Like many of you, I am sure, I spend some of my online time in that privatised and corporately controlled part of the internet which we know as Facebook. It was there that, after having chaired a characteristically lively but also good humoured and largely comradely meeting of the General Committee of Brighton Pavilion Labour Party on Thursday evening I ventured to express a few views.
I deplored those who – it seems to me – want to make support for Brexit a litmus test of support for Labour’s leadership. Although this was in the context of Corbyn having dismissed three frontbenchers for having signed up to a mischievous amendment from Chukka Umanna it wasn’t that act to which I was referring.
Rather, I was alarmed that some socialist comrades seemed to see the list of those (including leftwing backbenchers) who had supported that amendment (some in good faith) as a “hit list” for deselection, whereas in my view socialists can legitimately take the view that free movement of labour is worth defending (and extending) and that the membership of the EU single market is, in reality, in the interests of workers in the UK.
I was quite prepared for this view to attract opprobrium from some for whom support for Jeremy Corbyn does appear to be more about a fan club than considered support for the principles he has espoused all his adult life – and in particular from those in the semi-detached fan-club who won’t actually join the Labour Party to provide any effective support for the leadership, but are desperately keen to invent reasons why they were right to line up with UKIP and vote for the UK to exit the EU.
What I wasn’t prepared for was a shocking display of (let me generously describe this as) unconscious racism from socialist(?) “comrades” who could not handle being challenged about their Lexit-obsession by a black person identifying the racist consequences of last year’s referendum outcome.
One “comrade” seriously asked a black fellow trade union member “Why does a UK wide referendum effect you more than others?” Seriously. Asked.
I guess the spike in race hate crime after the referendum result may be easier to forget if you weren’t on the receiving end of it. However, the same individual, when it was put to them (not unreasonably) that they would next be telling their interlocutor that they had “a chip on their shoulder” responded with “no i wouldn't say you've got a chip on your shoulder. I’d say you've a boulder on your back (covering both shoulders), which must be effecting brain functions, which has led you to play the race card and call myself and anyone else who disagrees with the public majority of the referendum, racist and a white supremacist.”

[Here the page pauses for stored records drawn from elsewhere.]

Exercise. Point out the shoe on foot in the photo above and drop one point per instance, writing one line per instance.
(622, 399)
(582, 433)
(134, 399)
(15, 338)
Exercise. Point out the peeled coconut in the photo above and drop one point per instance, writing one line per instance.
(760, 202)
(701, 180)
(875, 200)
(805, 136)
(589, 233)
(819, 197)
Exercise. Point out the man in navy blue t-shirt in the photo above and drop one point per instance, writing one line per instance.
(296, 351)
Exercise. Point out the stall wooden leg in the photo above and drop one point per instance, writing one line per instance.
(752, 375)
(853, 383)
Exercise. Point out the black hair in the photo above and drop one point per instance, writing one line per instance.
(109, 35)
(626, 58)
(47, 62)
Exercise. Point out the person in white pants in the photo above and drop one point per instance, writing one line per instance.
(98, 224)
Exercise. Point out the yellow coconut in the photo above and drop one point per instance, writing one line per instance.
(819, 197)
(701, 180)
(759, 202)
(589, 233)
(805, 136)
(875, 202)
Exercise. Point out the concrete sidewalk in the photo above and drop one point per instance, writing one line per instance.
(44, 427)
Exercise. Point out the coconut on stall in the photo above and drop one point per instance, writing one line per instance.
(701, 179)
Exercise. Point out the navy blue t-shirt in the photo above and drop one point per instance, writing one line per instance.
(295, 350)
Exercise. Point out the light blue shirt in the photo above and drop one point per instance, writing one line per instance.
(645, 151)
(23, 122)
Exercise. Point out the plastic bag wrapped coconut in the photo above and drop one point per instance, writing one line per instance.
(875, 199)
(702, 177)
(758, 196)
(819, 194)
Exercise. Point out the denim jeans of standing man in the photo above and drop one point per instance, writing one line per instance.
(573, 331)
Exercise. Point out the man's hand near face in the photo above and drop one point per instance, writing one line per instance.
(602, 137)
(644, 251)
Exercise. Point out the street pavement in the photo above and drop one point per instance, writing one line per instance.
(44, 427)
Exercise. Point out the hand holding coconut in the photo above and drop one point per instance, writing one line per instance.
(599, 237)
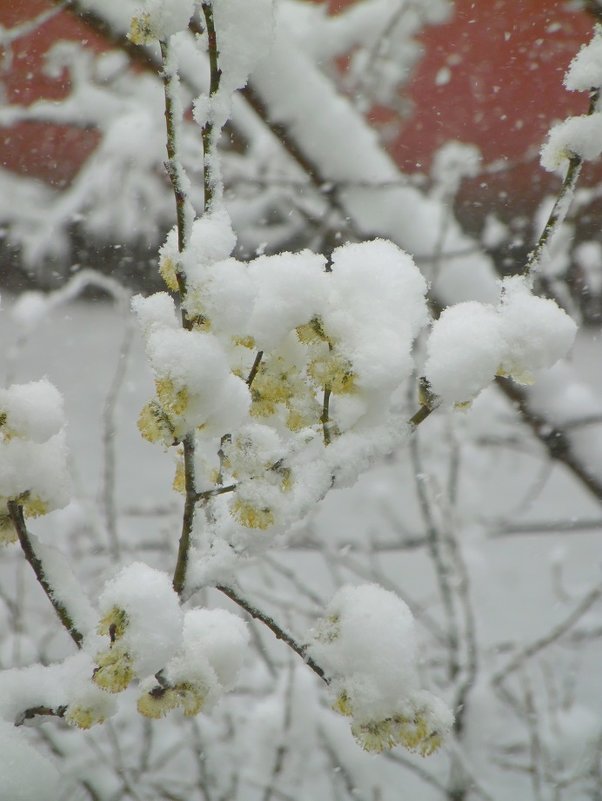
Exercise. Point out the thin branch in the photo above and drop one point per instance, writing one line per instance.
(555, 440)
(177, 178)
(16, 514)
(207, 494)
(108, 440)
(325, 416)
(255, 368)
(279, 632)
(210, 181)
(173, 167)
(563, 201)
(40, 711)
(552, 636)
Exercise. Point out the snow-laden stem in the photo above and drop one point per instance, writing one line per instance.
(16, 515)
(40, 711)
(442, 567)
(554, 634)
(279, 632)
(172, 165)
(255, 368)
(325, 416)
(210, 179)
(562, 202)
(174, 171)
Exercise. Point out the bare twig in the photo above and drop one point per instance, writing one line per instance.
(16, 514)
(563, 200)
(552, 636)
(40, 711)
(279, 632)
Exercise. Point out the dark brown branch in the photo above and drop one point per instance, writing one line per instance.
(208, 130)
(555, 440)
(40, 711)
(325, 416)
(207, 494)
(563, 200)
(16, 515)
(274, 628)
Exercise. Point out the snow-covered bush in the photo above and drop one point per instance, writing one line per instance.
(276, 380)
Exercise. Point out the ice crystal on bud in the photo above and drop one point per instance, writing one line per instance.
(167, 270)
(141, 30)
(252, 516)
(157, 702)
(8, 533)
(155, 425)
(114, 669)
(84, 717)
(366, 644)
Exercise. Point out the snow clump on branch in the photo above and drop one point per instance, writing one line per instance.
(366, 644)
(473, 342)
(33, 452)
(579, 136)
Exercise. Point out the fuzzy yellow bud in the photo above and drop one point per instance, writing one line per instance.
(168, 272)
(312, 332)
(114, 671)
(174, 401)
(83, 717)
(8, 532)
(250, 516)
(155, 425)
(333, 371)
(141, 31)
(179, 481)
(414, 733)
(157, 702)
(191, 697)
(342, 705)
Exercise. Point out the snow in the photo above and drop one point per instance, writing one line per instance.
(159, 20)
(366, 644)
(153, 618)
(214, 647)
(26, 774)
(36, 471)
(32, 411)
(576, 136)
(536, 331)
(464, 351)
(585, 70)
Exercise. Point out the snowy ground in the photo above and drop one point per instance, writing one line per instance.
(522, 586)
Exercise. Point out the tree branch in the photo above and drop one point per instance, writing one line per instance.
(279, 632)
(563, 200)
(16, 515)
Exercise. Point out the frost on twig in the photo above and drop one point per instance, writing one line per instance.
(366, 645)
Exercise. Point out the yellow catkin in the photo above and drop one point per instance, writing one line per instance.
(141, 31)
(168, 272)
(250, 516)
(157, 702)
(114, 671)
(114, 623)
(83, 717)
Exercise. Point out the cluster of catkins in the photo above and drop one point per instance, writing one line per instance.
(184, 660)
(285, 372)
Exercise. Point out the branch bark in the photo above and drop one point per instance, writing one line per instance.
(16, 514)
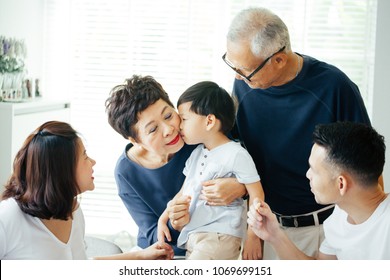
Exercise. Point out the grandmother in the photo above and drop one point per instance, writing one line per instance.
(149, 172)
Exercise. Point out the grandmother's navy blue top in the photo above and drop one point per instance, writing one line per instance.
(276, 126)
(146, 192)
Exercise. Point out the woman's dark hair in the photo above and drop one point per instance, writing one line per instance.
(43, 181)
(354, 147)
(127, 101)
(209, 98)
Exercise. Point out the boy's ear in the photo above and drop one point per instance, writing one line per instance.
(210, 121)
(132, 140)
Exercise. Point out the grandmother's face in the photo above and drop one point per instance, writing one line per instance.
(158, 129)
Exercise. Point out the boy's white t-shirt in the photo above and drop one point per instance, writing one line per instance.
(367, 241)
(25, 237)
(227, 160)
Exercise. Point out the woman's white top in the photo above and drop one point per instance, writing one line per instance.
(369, 240)
(25, 237)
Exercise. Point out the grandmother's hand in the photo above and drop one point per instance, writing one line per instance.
(178, 211)
(222, 191)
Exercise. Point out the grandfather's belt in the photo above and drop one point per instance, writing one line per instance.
(305, 220)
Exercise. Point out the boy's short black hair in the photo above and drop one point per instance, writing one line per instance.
(209, 98)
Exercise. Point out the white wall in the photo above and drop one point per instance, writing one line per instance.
(23, 19)
(381, 99)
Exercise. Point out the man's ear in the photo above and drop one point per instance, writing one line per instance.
(210, 121)
(132, 140)
(343, 184)
(281, 59)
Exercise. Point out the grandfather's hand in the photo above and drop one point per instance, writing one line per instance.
(222, 191)
(178, 211)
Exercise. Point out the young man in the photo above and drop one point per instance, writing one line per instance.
(346, 163)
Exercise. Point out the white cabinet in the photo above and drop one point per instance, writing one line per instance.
(18, 120)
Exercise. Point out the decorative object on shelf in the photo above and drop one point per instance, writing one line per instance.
(13, 53)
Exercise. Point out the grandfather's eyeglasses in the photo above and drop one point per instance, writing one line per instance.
(239, 72)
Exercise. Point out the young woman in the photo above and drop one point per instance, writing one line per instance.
(40, 217)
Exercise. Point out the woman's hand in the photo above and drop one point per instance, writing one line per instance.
(178, 211)
(222, 191)
(157, 251)
(262, 221)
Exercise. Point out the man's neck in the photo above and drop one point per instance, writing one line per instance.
(363, 204)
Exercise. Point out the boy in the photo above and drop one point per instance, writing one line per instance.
(207, 115)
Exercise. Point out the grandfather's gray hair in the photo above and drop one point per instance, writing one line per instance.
(265, 31)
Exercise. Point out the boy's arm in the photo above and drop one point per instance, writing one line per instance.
(253, 249)
(162, 228)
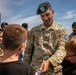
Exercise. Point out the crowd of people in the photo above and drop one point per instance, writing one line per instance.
(44, 50)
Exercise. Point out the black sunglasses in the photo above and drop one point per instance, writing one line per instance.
(71, 55)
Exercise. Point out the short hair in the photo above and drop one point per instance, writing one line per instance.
(70, 44)
(13, 36)
(3, 24)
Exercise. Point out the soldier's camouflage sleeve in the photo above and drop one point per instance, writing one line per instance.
(29, 47)
(60, 53)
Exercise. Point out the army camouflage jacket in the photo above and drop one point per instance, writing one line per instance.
(48, 45)
(72, 34)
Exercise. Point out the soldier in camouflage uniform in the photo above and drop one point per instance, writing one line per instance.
(47, 41)
(74, 30)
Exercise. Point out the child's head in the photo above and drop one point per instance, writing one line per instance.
(70, 47)
(13, 36)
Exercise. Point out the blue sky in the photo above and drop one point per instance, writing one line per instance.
(21, 11)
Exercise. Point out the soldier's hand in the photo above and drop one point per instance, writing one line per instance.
(44, 66)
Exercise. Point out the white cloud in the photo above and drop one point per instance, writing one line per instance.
(68, 15)
(32, 20)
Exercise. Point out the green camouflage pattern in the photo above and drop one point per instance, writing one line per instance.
(72, 34)
(48, 45)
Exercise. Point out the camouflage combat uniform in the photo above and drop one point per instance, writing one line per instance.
(48, 44)
(72, 34)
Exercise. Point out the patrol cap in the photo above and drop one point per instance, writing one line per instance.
(74, 24)
(43, 7)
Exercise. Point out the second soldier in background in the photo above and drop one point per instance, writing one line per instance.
(46, 43)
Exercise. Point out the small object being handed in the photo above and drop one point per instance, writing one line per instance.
(38, 72)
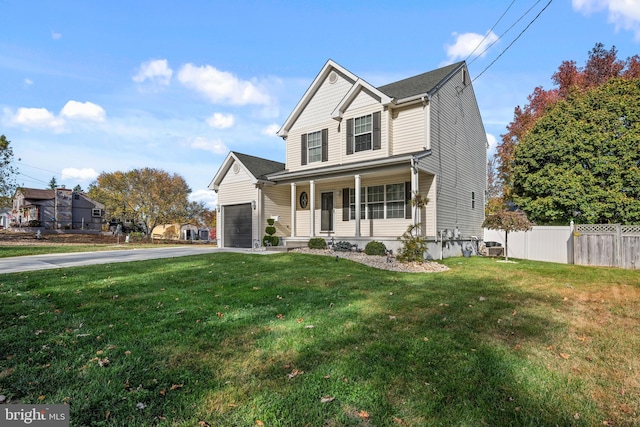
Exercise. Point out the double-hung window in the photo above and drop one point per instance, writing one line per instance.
(362, 133)
(314, 146)
(379, 202)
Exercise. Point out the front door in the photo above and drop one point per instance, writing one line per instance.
(326, 212)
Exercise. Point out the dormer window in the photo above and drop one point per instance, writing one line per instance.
(314, 146)
(362, 133)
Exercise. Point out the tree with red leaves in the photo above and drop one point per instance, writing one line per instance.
(602, 65)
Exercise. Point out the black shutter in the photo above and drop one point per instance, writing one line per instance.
(325, 145)
(345, 204)
(303, 154)
(377, 140)
(350, 136)
(407, 200)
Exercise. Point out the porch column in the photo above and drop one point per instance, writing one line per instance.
(312, 208)
(357, 184)
(415, 188)
(294, 203)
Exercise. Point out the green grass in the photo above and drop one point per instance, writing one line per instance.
(242, 340)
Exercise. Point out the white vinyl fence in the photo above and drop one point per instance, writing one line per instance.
(542, 243)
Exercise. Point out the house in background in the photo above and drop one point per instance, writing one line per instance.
(56, 209)
(356, 157)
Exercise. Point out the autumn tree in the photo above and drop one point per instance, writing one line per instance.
(581, 160)
(7, 171)
(507, 221)
(601, 66)
(147, 196)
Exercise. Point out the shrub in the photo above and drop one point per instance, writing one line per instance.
(270, 240)
(342, 246)
(317, 243)
(413, 246)
(375, 248)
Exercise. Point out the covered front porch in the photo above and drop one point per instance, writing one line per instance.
(370, 204)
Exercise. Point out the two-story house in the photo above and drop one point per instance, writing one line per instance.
(61, 208)
(356, 157)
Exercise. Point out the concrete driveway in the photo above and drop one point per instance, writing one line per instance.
(75, 259)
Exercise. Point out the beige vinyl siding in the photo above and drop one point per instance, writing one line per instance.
(360, 156)
(317, 116)
(408, 129)
(276, 203)
(235, 189)
(458, 158)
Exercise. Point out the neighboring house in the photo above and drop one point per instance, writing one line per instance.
(5, 217)
(176, 232)
(56, 209)
(356, 156)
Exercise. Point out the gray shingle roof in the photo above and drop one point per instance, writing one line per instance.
(420, 84)
(259, 167)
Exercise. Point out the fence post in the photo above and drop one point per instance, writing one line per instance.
(571, 258)
(618, 244)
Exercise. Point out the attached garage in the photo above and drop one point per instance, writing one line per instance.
(237, 221)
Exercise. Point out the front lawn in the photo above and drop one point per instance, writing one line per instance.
(291, 340)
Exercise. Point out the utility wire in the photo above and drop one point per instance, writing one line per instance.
(490, 31)
(506, 31)
(514, 40)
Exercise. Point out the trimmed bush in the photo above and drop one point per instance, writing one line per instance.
(317, 243)
(375, 248)
(342, 246)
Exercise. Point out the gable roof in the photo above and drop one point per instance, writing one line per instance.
(36, 193)
(257, 167)
(391, 94)
(421, 84)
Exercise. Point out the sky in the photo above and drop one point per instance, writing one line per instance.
(91, 87)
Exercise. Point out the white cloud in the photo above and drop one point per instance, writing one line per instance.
(85, 174)
(271, 130)
(156, 71)
(209, 197)
(215, 146)
(623, 14)
(37, 118)
(83, 111)
(220, 121)
(221, 86)
(470, 43)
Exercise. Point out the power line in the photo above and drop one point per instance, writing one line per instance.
(514, 40)
(490, 31)
(506, 31)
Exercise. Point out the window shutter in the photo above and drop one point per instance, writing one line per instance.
(350, 136)
(303, 154)
(325, 145)
(407, 198)
(377, 140)
(345, 204)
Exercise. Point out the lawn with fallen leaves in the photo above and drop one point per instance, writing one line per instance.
(293, 340)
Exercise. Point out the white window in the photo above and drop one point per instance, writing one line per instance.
(314, 146)
(362, 132)
(395, 201)
(379, 202)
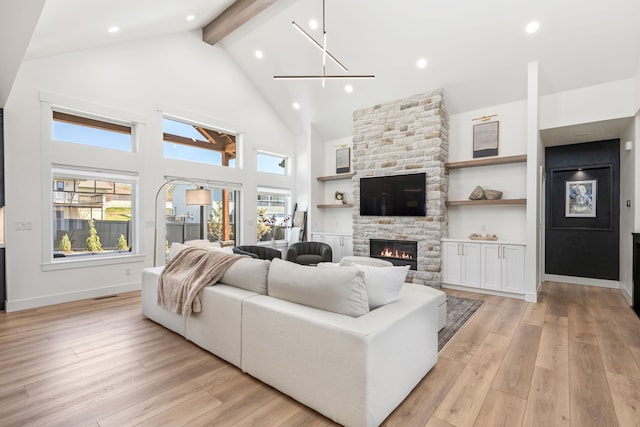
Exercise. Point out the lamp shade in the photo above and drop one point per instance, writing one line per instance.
(198, 197)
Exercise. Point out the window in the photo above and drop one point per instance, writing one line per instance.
(273, 213)
(183, 222)
(184, 141)
(92, 213)
(91, 131)
(271, 163)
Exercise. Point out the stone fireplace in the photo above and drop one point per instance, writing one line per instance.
(406, 136)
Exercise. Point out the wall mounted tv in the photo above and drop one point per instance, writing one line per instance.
(394, 195)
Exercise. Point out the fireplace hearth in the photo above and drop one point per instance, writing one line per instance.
(398, 252)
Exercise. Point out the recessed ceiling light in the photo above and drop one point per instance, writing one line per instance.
(532, 27)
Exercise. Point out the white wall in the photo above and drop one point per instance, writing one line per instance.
(506, 221)
(176, 74)
(607, 101)
(627, 188)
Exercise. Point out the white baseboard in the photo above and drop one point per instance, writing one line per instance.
(25, 304)
(627, 295)
(482, 291)
(586, 281)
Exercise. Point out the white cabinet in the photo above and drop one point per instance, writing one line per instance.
(484, 265)
(503, 268)
(341, 244)
(461, 261)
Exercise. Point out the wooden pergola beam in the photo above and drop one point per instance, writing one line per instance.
(240, 12)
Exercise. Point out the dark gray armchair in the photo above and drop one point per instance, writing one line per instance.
(309, 253)
(261, 252)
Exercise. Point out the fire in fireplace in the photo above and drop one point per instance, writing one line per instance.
(398, 252)
(394, 253)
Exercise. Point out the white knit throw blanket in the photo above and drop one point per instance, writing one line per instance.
(185, 275)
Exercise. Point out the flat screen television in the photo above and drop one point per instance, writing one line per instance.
(394, 195)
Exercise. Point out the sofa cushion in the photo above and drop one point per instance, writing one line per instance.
(364, 260)
(383, 283)
(175, 249)
(340, 289)
(249, 274)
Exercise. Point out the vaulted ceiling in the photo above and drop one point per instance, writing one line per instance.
(476, 51)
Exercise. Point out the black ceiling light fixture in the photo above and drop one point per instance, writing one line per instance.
(325, 54)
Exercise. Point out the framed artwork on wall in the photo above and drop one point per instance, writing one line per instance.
(580, 198)
(485, 139)
(343, 160)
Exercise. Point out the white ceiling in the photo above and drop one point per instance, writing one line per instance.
(477, 51)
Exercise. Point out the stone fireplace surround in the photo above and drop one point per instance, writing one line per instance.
(409, 135)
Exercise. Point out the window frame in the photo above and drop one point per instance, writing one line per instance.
(76, 173)
(287, 193)
(94, 121)
(205, 131)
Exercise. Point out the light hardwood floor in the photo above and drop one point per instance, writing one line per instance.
(573, 359)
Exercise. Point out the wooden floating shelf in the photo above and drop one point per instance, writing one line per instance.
(336, 177)
(337, 205)
(487, 162)
(486, 202)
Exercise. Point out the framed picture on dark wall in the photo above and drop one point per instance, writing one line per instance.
(485, 139)
(580, 198)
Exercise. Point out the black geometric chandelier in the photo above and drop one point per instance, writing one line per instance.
(325, 54)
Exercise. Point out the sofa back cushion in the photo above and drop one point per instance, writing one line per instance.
(249, 274)
(383, 283)
(340, 289)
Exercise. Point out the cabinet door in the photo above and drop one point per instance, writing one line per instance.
(451, 263)
(513, 269)
(491, 267)
(471, 264)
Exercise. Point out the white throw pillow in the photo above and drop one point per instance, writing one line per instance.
(175, 249)
(336, 289)
(203, 243)
(383, 283)
(248, 273)
(364, 260)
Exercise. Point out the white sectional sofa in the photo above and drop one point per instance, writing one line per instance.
(354, 368)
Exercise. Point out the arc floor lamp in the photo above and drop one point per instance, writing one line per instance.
(198, 196)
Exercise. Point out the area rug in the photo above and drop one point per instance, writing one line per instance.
(459, 311)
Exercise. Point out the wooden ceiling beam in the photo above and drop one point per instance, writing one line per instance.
(240, 12)
(229, 149)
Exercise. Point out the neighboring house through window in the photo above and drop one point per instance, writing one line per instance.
(92, 213)
(274, 207)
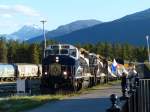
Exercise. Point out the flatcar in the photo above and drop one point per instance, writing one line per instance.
(7, 72)
(10, 72)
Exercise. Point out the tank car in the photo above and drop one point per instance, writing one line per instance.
(27, 70)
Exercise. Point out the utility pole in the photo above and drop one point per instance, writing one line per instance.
(147, 38)
(43, 22)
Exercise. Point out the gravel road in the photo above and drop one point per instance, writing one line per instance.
(96, 100)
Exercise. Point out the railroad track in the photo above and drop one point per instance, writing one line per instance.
(7, 88)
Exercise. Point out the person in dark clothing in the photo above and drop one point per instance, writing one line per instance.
(124, 84)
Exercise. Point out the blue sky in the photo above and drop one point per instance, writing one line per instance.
(16, 13)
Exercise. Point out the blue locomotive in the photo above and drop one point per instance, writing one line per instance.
(64, 65)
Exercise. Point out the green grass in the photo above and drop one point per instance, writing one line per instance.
(22, 103)
(147, 65)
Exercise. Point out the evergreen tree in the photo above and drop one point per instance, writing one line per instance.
(3, 50)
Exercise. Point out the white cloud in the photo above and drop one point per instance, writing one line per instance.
(6, 15)
(17, 9)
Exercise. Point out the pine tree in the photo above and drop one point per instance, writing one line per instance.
(3, 50)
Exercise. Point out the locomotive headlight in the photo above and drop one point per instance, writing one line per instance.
(64, 73)
(45, 73)
(57, 59)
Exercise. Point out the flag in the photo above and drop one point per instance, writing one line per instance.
(114, 66)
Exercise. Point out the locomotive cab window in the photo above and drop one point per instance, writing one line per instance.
(73, 52)
(63, 51)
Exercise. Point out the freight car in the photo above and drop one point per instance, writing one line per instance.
(7, 72)
(10, 72)
(66, 66)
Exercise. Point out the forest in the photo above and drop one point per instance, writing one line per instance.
(12, 51)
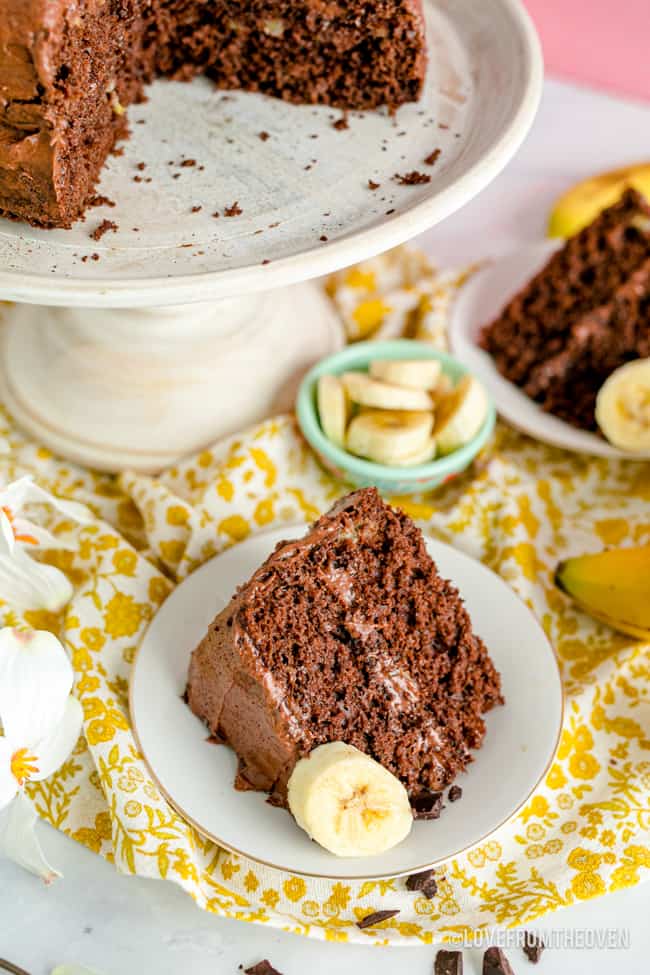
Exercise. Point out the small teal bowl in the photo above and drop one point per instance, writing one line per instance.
(364, 473)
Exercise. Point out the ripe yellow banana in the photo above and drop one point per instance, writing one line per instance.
(347, 802)
(623, 406)
(583, 202)
(612, 586)
(391, 436)
(383, 396)
(333, 408)
(412, 373)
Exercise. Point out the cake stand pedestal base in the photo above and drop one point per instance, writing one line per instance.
(139, 389)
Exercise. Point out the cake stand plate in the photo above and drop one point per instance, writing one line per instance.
(480, 301)
(306, 209)
(197, 776)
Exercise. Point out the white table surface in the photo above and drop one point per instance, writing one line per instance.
(127, 926)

Another “comrade” responded to observations from a black comrade that “if you were Black and/or an immigrant and been the victim of racist abuse (as I have many times since June 2016) the views here may be different. But most of you are not and can therefore choose to chase after UKIP voters instead of recognising what is happening around you to your neighbours and friends who are immigrants or children of immigrants like me.” with the response that “I'm from an immigrant working class family who suffered racism from the moment they arrived in this country so your tedious identity politics liberalism doesn't work on people like me but good try.”
On another thread this same “comrade” seriously (seriously) told a black person that they would be rescuing them with a leftwing government in the context of dismissing the concerns which they had expressed (“we'll be saving you from the massive racism a right-wing Tory government would unleash”) – before being demolished in debate by a young white comrade demonstrating that it is quite possible to spot – and call out – prejudice even if one is not on the receiving end of it.
To say that I am disappointed to find that self-professed socialist activists have the same grasp of racism which we sometimes find in newly arrived white managers in the London Borough of Lambeth (who are invariably shocked to learn that the organisation – sensibly – accepts that it is institutionally racist) would be the least that I could say.
The capitalism in which we live is the capitalism which depended upon and was shaped by the Atlantic slave trade. Our cities (and our world) continue to be shaped by the consequences of those centuries of racist genocide and oppression. Socialists who cannot see the absolute centrality of this experience to our struggle today are as far from socialism as those who think that gender oppression can somehow be relegated for future resolution.
Twenty years ago UNISON activists in local government in London fought hard to make our employers accept their institutional racism. We forced them to commission research which showed that white managers systematically favoured white subordinates and admitted in interviews that the ethnicity of an employee was a powerful determinant of whether disciplinary action would be taken against them. I was as shocked then as I am now by the stark findings of that research.
I am not shocked – but I am angry – that institutions can be so deliberately forgetful about their own racism. I am both shocked and angry that self-proclaimed socialist activists can be less intelligent and aware about racism than the institutionally racist organisation for which I work.